Parlons-en, du 11 septembre! Après les attentats, Woody Allen lançait la pierre à ses collègues réalisateurs portés sur la pyromanie. On se mit à penser que plus aucun Jerry Bruckheimer ou Roland Emmerich de ce monde n'oserait refaire péter le moindre édicule de Manhattan. C'était faire abstraction de la nécessité psychologique d'exorciser le traumatisme. Cessa t-on de faire des films de guerre à Hollywood après la débâcle du Vietnam? Au contraire, mon adjudant! La bouche en cul de poule, tous les comédiens d'Amérique se relayèrent dans les rizières de la catharsis nationale.

Le démolissage de New York recommença donc. Les producteurs observèrent une sobriété melliflue pendant deux ou trois ans, se guettant les uns les autres, attendant de voir qui le premier déclencherait l'ire des veuves et sapeurs-pompiers en calendriers.
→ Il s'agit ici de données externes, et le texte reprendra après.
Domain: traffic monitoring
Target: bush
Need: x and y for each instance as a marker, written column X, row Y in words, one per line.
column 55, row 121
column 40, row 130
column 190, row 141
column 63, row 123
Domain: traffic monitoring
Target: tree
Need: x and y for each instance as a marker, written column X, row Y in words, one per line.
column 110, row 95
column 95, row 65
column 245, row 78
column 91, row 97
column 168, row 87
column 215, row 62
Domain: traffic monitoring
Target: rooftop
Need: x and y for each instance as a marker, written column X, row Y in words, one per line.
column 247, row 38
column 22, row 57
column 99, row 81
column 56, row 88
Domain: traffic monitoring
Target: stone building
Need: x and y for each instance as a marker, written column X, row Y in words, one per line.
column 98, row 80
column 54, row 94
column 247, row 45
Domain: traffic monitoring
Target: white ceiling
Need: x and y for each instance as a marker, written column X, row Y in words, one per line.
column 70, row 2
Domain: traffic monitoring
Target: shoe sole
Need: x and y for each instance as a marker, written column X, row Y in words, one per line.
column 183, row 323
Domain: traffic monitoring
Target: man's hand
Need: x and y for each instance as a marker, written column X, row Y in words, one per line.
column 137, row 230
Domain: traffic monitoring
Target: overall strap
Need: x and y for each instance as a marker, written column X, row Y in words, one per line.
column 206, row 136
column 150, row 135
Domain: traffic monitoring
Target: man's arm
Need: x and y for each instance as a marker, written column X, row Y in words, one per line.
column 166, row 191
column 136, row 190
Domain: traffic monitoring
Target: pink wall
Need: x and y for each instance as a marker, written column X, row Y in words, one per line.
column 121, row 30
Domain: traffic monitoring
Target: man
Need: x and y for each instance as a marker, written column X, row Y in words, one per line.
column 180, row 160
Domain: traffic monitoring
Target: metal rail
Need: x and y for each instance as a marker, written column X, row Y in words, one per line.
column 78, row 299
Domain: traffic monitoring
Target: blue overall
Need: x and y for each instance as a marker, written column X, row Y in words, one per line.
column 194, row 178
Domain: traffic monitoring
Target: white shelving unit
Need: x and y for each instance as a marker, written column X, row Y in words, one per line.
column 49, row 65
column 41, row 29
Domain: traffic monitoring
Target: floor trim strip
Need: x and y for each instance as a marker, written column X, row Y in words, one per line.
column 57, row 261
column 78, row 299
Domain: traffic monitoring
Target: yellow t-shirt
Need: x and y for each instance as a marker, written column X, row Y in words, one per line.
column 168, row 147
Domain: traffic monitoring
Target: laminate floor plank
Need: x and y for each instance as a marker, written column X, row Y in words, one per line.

Finalement, n'y tenant plus, Jerry Bruckheimer releva le gant. Sous prétexte de sensibiliser les beaufs à l'écologie, il fit déferler un tsunami sur la grosse pomme, suivi d'une vague de froid mortel. Il inséra même un autodafé de livres là-dedans. Quand on s'appelle Jerry Bruckheimer, on ne fait pas les choses à moitié.

L'année suivante marqua le retour, par ordre de malfaisance, de Tom Cruise et des extraterrestres. La guerre des Mondes bousilla le skyline New-Yorkais. 2008 a vu le retour de la bête géante. Ce qui frappe dans cette cinématographie catastrophe post 11 septembre, c'est d'abord que le point de vue a changé. Les héros de la Guerre des Mondes et de Cloverfield ne sont pas des généraux ou des présidents ou des mathématiciens; ce sont des gens « ordinaires », victimes des évènements plutôt qu'acteurs; leurs décisions n'influent aucunement sur le contexte…Ils sont dépassés par le contexte ! Au bout du compte, le péril prend fin sans qu'ils aient participé d'aucune manière à son élimination. L'intérêt de ces deux films réside dans l'empathie que l'on peut ressentir ou pas envers ces gens « ordinaires » pris malgré eux dans des circonstances extraordinaires. C'est en ce sens qu'on peut reconnaître dans ces films une volonté cathartique.

Gageons donc que l'on continuera de nous montrer des horreurs détruisant New York pendant de longues années. Au moins, tant que ça sera des animaux, des extraterrestres, le climat ou quoi que ce soit qui ne raisonne pas comme un humain, on n'aura pas à se poser la fameuse question: Mais pourquoi tant de haine?   

 

 Teddy d'Montréal"Un fondu qui travaillait qu'à la dynamite"         

3 Commentaires pour “New York sauvée des maux ?”

  1. D.kant dit :

    Excellent éclairage sur la naissance du plan américain. Comme quoi on trouve au moins un cinéphile chez les canadiens.

  2. Louis Lefourbe dit :

    Il vous en prie, et vous remercie à votre tour pour vos lumières dispensées au travers de cet article !

  3. Teddy dit :

    Merci à Louis Lefourbe pour ses éclaircissements littéraires sur le bouquin de HG Wells.